Honored in:Roman Catholic Church; Eastern Orthodox Church 

Feast Day:February 6 

Attributes maiden carrying a basket of fruit and flowers, especially roses; also depicted wearing a crown of flowers (such as roses); depicted surrounded by stars as she kneels before the executioner; crowned with palm and flower basket, surrounded by stars; depicted in an orchard with the Christ-child in an apple tree; leading the Christ-child by the hand; veiled with flowers in her lap; depicted holding apples from heaven on a branch

Patronage:horticulture; brewers; brides; florists; gardeners; midwives; newlyweds and love

Saint Dorothy (Dorothea, Dora; Italian: Santa Dorotea, Spanish: Santa Dorotea; died ca. 311) is a 4th-century virgin martyr who was executed at Caesarea Mazaca. Evidence for her actual historical existence or acta is very sparse. She is called a martyr of the Diocletianic Persecution, although her death occurred after the resignation of Diocletian himself. She should not be confused with another 4th-century saint, Dorothea of Alexandria.

She and Theophilus are mentioned in the Roman Martyrology as martyrs of Caesarea in Cappadocia, with a feast day on 6 February. She is thus officially recognized as a saint, but because there is scarcely any non-legendary knowledge about her, she is no longer (since 1969) included in the General Roman Calendar.


The earliest record that mentions Dorothea is found in the Martyrologium Hieronymianum. This first record contains only three basic facts: the day of martyrdom, the place where it occurred, and her name and that of Theophilus.

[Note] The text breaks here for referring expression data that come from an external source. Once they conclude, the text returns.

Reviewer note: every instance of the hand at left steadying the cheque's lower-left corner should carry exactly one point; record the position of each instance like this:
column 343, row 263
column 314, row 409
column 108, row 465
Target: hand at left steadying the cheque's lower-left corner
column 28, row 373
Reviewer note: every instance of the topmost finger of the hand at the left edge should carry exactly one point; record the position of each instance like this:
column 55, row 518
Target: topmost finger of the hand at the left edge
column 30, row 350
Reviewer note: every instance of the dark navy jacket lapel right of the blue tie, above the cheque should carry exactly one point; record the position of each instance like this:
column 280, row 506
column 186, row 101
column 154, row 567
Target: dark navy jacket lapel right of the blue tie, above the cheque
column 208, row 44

Dorothy's cult became widespread in Europe during the Middle Ages. She was venerated in Europe from the seventh century. In late medieval Sweden she was considered as the 15th member of the Fourteen Holy Helpers,and in art she occurred with Saint Barbara, Catherine of Alexandria and Margaret of Antioch, forming with them a quartet of female saints called Huvudjungfrur meaning "The Main Virgins."

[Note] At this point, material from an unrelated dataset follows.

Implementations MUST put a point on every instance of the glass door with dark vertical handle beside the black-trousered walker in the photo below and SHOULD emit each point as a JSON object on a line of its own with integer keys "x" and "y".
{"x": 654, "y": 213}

Dorothy of Caesarea's life and martyrdom was the basis of Philip Massinger and Thomas Dekker's The Virgin Martyr (printed 1622).

The Congregation of the Sisters of Saint Dorothy is a convent of active nuns, occupied primarily with teaching and the cultivation of flowers and produce. The order is named for Dorothea of Caesarea.

She was born during the time of the Christian persecutions. Saint Dorothy hated worshiping idols so the count told her father, her mother, and her two sisters, Christine and Celestine, to forsake their possessions, and so they did, and fled into the realm Cappadocia, and came into the city of Caesarea where they sent Saint Dorothy to school. Soon after she was christened of the holy bishop by Saint Appollinarius, he named her Dorothy, and she was filled with the Holy Ghost, and with great beauty above all the maidens of that realm.